“Il mondo che nasce” di Adriano Olivetti

Adriano Olivetti è stato uno dei cardini della storia italiana del secondo dopoguerra. Il suo eclettismo lo ha avvicinato all’urbanistica, alla psicologia, alla sociologia e alla cultura nelle sue diverse forme. La sua “fabbrica di mattoni rossi”, che nasce come microcosmo, diventa parte di un progetto più ampio, la Comunità, e in seguito di una visione profetica che arriva a coinvolgere il concetto universale di civiltà. Tale visione emerge da una lettura d’insieme di alcuni scritti dell’imprenditore di Ivrea raccolti nel volume Il mondo che nasce”, Edizioni di Comunità, a cura di Alberto Saibene.

La base costitutiva della civiltà, secondo Olivetti, è formata dalle quattro forze essenziali dello spirito: Verità, Giustizia, Bellezza e Amore.
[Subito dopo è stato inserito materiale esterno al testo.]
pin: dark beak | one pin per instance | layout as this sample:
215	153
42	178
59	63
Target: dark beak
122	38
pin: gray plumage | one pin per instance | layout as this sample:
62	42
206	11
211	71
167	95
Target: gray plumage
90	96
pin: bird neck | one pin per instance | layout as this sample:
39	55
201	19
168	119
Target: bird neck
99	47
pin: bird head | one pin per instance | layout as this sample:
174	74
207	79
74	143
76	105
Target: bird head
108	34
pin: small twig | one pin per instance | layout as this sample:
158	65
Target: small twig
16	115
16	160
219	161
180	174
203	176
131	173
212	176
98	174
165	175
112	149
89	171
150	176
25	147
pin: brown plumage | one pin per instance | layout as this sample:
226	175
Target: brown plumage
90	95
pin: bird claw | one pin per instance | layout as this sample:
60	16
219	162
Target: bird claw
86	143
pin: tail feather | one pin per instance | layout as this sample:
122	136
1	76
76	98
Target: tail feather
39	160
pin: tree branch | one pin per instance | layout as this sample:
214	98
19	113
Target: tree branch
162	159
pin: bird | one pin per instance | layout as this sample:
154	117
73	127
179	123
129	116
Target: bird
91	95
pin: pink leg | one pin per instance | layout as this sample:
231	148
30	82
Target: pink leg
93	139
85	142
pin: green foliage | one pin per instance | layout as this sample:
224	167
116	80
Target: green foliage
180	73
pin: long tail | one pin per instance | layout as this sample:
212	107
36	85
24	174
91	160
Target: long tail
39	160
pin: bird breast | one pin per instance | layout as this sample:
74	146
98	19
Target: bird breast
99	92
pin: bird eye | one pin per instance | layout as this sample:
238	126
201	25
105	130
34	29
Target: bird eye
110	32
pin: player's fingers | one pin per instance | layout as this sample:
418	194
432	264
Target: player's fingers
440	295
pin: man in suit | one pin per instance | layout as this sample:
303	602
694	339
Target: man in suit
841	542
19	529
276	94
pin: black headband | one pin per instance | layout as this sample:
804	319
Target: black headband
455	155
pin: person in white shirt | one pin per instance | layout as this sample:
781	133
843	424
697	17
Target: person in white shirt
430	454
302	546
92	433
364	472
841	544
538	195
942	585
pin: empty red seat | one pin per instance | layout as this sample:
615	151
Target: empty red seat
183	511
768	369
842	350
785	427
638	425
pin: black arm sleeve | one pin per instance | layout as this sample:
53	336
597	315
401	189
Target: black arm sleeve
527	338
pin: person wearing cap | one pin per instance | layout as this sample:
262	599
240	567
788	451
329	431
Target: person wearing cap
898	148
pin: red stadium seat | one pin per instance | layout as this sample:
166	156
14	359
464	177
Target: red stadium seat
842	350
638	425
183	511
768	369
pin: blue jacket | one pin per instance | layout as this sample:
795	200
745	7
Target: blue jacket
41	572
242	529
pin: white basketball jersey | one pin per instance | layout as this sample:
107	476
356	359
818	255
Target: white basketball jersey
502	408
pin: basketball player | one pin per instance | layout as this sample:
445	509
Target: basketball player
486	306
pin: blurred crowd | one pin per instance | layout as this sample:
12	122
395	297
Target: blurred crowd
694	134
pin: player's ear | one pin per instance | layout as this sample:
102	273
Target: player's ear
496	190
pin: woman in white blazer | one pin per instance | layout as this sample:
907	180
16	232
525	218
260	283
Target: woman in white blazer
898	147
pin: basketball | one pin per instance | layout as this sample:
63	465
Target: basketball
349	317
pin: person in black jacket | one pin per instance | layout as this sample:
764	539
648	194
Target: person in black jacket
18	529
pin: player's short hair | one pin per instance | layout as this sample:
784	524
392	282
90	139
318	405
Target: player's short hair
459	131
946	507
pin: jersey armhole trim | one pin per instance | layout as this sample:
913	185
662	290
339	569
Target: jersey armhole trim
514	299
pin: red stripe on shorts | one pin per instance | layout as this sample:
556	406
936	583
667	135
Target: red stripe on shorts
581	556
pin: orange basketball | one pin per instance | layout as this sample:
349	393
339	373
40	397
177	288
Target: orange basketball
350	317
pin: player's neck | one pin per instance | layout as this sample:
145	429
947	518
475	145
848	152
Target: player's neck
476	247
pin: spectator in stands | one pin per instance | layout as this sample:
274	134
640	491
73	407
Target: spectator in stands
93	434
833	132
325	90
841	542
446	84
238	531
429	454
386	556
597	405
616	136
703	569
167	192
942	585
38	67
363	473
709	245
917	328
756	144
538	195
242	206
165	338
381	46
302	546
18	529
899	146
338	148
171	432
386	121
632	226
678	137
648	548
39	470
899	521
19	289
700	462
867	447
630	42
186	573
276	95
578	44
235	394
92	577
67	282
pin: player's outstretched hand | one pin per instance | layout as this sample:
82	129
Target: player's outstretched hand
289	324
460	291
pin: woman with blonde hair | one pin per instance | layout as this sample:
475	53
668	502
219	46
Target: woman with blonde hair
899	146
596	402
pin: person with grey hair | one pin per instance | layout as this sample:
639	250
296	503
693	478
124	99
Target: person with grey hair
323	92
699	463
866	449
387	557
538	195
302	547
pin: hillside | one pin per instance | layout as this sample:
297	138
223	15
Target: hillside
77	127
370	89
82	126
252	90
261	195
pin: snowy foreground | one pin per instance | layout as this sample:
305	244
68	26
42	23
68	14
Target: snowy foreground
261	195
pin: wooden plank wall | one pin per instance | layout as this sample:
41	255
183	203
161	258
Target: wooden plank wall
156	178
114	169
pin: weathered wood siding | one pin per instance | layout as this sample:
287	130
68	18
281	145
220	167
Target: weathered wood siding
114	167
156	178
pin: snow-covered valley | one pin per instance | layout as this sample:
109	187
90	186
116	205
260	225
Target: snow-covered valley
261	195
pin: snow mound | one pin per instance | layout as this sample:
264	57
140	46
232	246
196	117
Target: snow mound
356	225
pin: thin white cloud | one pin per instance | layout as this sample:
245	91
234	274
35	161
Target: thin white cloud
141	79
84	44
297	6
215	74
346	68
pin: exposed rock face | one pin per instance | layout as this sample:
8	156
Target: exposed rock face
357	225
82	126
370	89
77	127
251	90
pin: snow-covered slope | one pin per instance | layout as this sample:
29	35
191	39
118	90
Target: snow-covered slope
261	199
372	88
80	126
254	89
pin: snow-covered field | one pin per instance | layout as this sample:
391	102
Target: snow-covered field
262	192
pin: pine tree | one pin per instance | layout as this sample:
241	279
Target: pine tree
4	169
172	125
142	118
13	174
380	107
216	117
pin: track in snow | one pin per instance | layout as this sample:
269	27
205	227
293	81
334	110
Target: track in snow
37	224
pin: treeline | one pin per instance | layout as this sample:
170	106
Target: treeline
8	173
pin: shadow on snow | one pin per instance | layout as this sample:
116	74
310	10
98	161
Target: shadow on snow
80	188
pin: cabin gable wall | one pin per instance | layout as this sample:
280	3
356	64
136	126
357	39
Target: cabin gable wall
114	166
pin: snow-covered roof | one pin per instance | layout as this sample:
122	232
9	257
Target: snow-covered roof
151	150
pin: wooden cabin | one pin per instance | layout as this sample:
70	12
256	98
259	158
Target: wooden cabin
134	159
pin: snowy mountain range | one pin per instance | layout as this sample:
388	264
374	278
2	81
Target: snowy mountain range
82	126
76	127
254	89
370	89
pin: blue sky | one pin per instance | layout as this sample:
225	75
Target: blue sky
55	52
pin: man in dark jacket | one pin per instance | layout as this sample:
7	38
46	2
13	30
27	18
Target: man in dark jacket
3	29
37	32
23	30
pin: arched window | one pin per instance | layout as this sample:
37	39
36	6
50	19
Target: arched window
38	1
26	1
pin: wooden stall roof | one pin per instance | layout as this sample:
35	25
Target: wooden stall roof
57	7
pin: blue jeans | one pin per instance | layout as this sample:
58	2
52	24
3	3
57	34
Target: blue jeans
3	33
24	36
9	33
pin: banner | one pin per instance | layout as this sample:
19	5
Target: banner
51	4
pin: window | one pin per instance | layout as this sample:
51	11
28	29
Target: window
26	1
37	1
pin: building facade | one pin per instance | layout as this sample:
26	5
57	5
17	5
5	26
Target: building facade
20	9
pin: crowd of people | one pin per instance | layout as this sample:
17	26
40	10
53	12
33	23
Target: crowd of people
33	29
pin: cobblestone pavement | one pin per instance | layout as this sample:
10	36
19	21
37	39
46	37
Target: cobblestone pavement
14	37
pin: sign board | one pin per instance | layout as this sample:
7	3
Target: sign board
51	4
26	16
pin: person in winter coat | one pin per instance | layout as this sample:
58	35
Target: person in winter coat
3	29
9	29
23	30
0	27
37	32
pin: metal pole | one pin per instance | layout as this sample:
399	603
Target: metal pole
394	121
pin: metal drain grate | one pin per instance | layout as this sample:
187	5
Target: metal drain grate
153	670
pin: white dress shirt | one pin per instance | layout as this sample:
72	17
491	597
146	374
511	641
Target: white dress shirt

L’assenza anche di uno solo di questi quattro elementi determina la mancata esistenza della civiltà. Questa concezione olivettiana, epurata dalla componente religiosa legata alla volontà di affermazione della civiltà cristiana e contestualizzata nella realtà attuale, potrebbe, e forse dovrebbe, essere considerata come un insieme di valori a cui fare riferimento.
Olivetti scrive:

“Nessuno rinuncerebbe alla nuova civiltà, a quest’epoca del cemento armato, dei motori, degli antibiotici, della radio e della televisione. Nessuno tornerebbe indietro, non dico di secoli, ma nemmeno di cinquant’anni. Mancava la luce elettrica, le malattie infettive mietevano le giovani vite […] insomma la condizione umana era estremamente più dura di oggi. E il mondo va verso giorni più radiosi e più felici, ma a una sola condizione: che le immense forze materiali messe oggi a disposizione dell’uomo siano rivolte a finalità, a mete spirituali. Altrimenti la potenza degli atomi, anziché costruire la nuova civiltà, potrebbe con i suoi missili radiocomandati e le sue bombe all’idrogeno distruggerla per sempre.”

L’imprenditore aveva capito che la società si stava dirigendo verso la supremazia della logica meccanica e verso la progressiva distruzione dei valori umani, perciò aveva cercato di ricostruire le basi della civiltà partendo dalla sua fabbrica che avrebbe funzionato da modello per la creazione della Comunità, secondo un progetto illustrato puntualmente all’interno di questo libro.

Nel pensiero olivettiano la Comunità oppone la cultura, il rispetto e la giustizia alla logica del profitto.

Leggendo questo libro e pensando al mondo di oggi, ognuno di noi può comprendere quanto suonino profetiche le parole di Olivetti. In una società in cui le aziende faticano a tenere il passo con l’evoluzione tecnologica, che rende troppo rapidamente obsoleta ogni innovazione, dove la competizione spinge all’esasperazione, l’uomo sembra aver dimenticato gli “impulsi spirituali” di cui parla l’imprenditore di Ivrea.

La civiltà deve essere ricostruita e la logica del massimo profitto dovrebbe essere quantomeno affiancata dal buon senso che riconduca verso una società “a misura d’uomo”.

Il punto di vista olivettiano, sviluppato nel secondo dopoguerra, può essere ancora applicato alla situazione attuale. Questo significa che l’evoluzione letta dall’imprenditore è progredita ma il baratro non è stato ancora raggiunto, dunque:

“La civiltà occidentale si trova oggi, nel mezzo di un lungo e profondo travaglio, alla sua scelta definitiva.”